Prescindendo da casi patologici, persone perfettamente "normali", anche molto vicino all'equilibrio psichico (nel senso del Well-being), non sanno gestire i rapporti umani in modo che possano essere positivi al massimo.

Alcune personalità guastano i rapporti a causa dei loro difetti intrinseci: i deboli hanno una scarsa forza e, quando si accorgono che il rapporto può essere troppo oneroso da sostenere, spesso lo troncano o lo limitano; i violenti rovinano molti contatti umani perché non sanno tenere a freno i difetti collegati alla loro violenza (per esempio invidia, gelosia, possessività ecc.), i contemplativi e gli statici tendono a essere spesso "pesanti" con contatti che esulano dai loro oggetti d'amore, i vecchi mal si adattano a ogni contatto che richieda una modifica nella loro vita.

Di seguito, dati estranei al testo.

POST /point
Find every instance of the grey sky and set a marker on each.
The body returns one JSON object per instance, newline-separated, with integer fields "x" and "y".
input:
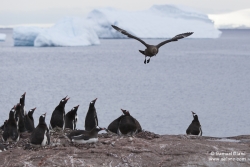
{"x": 49, "y": 11}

È però più interessante studiare il comportamento di chi, per personalità, non sembrerebbe portato ad avere difficoltà di relazione, mentre all'atto pratico le evidenzia.

Poiché tali difficoltà aumentano con l'invecchiamento del soggetto (molte persone rimpiangono i tempi dell'adolescenza o della scuola in cui era molto facile avere amici e la solitudine era una parola sconosciuta), si può ritenere che, se non si corre ai ripari, sia naturale evolvere verso la solitudine dell'anziano. Infatti gli anziani sono soli soprattutto perché non riescono più a gestire bene i rapporti umani; studiando il loro tipo di solitudine e adattandolo a tutte le età, si scopre che tratti comuni sono:

·         La valutazione discreta; le persone vengono scisse fra positive e negative, senza toni intermedi e l'universo di quelle positive si restringe sempre più, spesso rimanendo confinato ai soli familiari. L'universo negativo è rifiutato e i contatti con esso decisamente limitati.

·         La gestione passiva; non esiste nessun tentativo di gestire l'universo positivo che così può interagire con noi solo se è propositivo. In altri termini, si pretende che la montagna venga sempre da Maometto. 

Ribaltando i due punti precedenti, si scopre che la strategia corretta per ottimi rapporti umani si basa su: 

·         Una valutazione continua delle persone. In ogni persona c'è qualcosa di buono che consente con lei un rapporto positivo: nostro compito è saperlo estrarre.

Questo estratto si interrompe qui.